En el caso de "solidaridad", al menos como se entiende aquí en Ecuador, la palabra indica una adhesión a la causa de otro, a la situación de otro. No pasa por lo emocional sino por una lógica un tanto mercantil: te ayudo porque, así, me ayudarás luego.
La "empatía" no tiene que ver con cuánto logro entender la situación de otro sino al otro mismo: lo que es, no lo que le sucede. Eso implica una mirada hacia adentro, implica entender que el otro existe, sufre, ama, goza como yo. Implica entenderme a mí y conocerme y reconocerme en esas emociones.
Sí, puede que suene "cursi", "sentimental", "blandengue". A Gándara le gustaba decir que los latinoamericanos "sentimos mucho". Quizá es cierto. Por eso mismo, hay una palabra menos gastada para nosotros que "solidaridad" (nos la enseñaban en los textos escolares y siempre en contextos de desastres naturales): "empatía". "Compasión" es otra forma de empatía, pero casi su equivalente. Es como su hermano gemelo, mientras que solidaridad sería el hermano mayor (o menor, para que no pienses que defiendo lo moderno solo por ser nuevo...).
¡Un gran abrazo!
Denise Nader
¡No estoy seguro de tantísimas cosas! El lenguaje hace la realidad y la deshace, e inversamente, las realidades crean sus lenguajes y sus enjuagues, sus camuflajes. La palabra solidaridad vino a sustituir quizás a fraternidad, pero perdió para mí su sentido dando nombre a un sindicato polaco cuya legítima lucha en su momento yo no entendía.

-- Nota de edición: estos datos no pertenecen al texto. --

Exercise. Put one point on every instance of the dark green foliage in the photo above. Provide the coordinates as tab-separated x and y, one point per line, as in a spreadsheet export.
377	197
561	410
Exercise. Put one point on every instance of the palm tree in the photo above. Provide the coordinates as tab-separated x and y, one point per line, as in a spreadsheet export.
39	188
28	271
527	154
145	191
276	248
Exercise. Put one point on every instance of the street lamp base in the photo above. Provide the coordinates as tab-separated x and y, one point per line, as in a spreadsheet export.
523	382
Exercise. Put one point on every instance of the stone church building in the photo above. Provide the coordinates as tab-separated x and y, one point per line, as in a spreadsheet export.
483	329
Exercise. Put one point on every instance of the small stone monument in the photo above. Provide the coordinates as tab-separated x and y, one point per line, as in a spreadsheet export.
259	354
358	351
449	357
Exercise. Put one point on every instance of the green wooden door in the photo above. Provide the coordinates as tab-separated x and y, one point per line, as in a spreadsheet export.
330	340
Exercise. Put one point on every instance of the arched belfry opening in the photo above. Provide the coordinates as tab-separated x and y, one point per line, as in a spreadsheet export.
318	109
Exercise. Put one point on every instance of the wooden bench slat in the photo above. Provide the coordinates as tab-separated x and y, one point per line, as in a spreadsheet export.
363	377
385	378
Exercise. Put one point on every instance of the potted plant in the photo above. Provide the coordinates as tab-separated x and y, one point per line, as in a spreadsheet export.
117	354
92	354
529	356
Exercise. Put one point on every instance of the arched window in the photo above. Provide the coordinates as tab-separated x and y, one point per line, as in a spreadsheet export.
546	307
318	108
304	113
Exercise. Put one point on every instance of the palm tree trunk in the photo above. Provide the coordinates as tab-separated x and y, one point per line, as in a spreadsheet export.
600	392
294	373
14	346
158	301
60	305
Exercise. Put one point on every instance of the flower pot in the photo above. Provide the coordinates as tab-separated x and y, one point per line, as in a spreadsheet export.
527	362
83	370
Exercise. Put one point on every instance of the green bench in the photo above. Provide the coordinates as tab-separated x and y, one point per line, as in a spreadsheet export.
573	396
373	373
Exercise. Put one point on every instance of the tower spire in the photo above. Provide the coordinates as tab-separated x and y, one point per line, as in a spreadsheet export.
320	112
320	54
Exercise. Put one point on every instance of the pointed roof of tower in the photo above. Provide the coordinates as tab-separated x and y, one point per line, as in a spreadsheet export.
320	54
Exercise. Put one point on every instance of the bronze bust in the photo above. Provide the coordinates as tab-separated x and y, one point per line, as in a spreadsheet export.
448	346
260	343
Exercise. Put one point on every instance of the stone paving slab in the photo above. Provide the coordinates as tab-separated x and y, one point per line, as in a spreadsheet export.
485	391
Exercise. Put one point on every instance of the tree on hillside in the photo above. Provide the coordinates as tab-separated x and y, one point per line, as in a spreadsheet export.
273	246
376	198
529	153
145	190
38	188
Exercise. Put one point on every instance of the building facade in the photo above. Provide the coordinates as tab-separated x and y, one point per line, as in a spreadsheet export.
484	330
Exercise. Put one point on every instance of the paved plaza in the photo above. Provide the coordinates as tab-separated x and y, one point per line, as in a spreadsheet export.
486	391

ResponderEliminarSin embargo, en ella, como en empatía, hallo la intuición por reconstruir algo perdido, algo parecido a la comunidad humana, destruida por la edad del individualismo (para este macrotema puede verse Louis Dumont, Essais sur l'individualisme), una necesidad a escala planetaria, donde hubiera solidaridad entre las clases, lo que pasa es que el precio de la misma es que las clases se mantengan y con ellas los privilegios, pero quizás sea algo más humano que la guerra abierta sin cuartel de todos contra todos donde las trincheras se vuelven cada vez más infranqueables. Dudas, dudas y más dudas.